Sunday, September 13, 2015

Could Deportation of Illegal Immigrants Cause a Medical Crisis?

My opinion:  I think the sudden deportation of immigrants could cause a lot of unintended problems, and this article has a great perspective on the issue.  Deportation could lead to mental health issues, as it is associated with stress and depression.  But besides that, immigrants might refuse to visit doctors, for fear that they will report them to the government.  Should medical ethics dictate that a patient's immigration status is confidential information?  Usually, from an ethical standpoint, if the information could cause harm to the patient or others, it should be withheld.  Not only could this information result in a lack of access to care, but it could cause a large spread of infectious diseases if a large portion of this group is not treated.  At the same time, many feel that these people should not receive healthcare as they are not legal citizens, and they have not paid taxes to support our healthcare system.  Is there a way to fund these immigrants?  How should these immigrants be sought out if deportation efforts increased?  And lastly, what other problems would arise from mass deportation?  Please feel free to comment.


Sunday, September 6, 2015

Doctors May Overrate Their Foreign Language Skills

I'm sure some people reading this may think that doctors overrate their skills in general.   While possible, I think this also reflects that doctors, when listing their foreign languages, usually don't describe their proficiency in such languages.  Indeed, many doctors who attend medical schools in foreign countries like China list their only language as English!  I think doctors, whether in private practice or in hospitals, should list all of their languages along with their skill level, possibly with a description of their experience in that language.  This will better enable foreign patients to determine if that doctor is adequate for them.  Again, my new website,, allows patients to search for doctors by language.  Doctors may include a description of their practice in which they rate their foreign language skills.  Feel free to comment or ask any questions! 
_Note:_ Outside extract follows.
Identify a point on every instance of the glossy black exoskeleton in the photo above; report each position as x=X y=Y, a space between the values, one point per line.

Tuesday, September 1, 2015

Doctors Often Don't Use Translators When Necessary

A very intriguing read indeed.  The article comments that doctors tend to use translators more for discussions that they interpret as important, like explaining a complex medical problem.  However, for more basic talks, like check-ups, translators may not be called in.  Sadly, research has shown that patients who don't speak English well are hospitalized for longer periods of time and are misdiagnosed at higher rates.  Many physicians feel that they don't have the time to use an interpreter, or hospitals don't have enough room in their budget to hire them.  I hope that, with my new website,, some of these issues can be alleviated.  The site aims to connect patients with doctors who speak a common language, which can help in areas that lack translators.  This would also save the doctor time, without having a third party interrupt the appointment.  Doctors can add their contact information to the site if they wish.  Any comments are appreciated.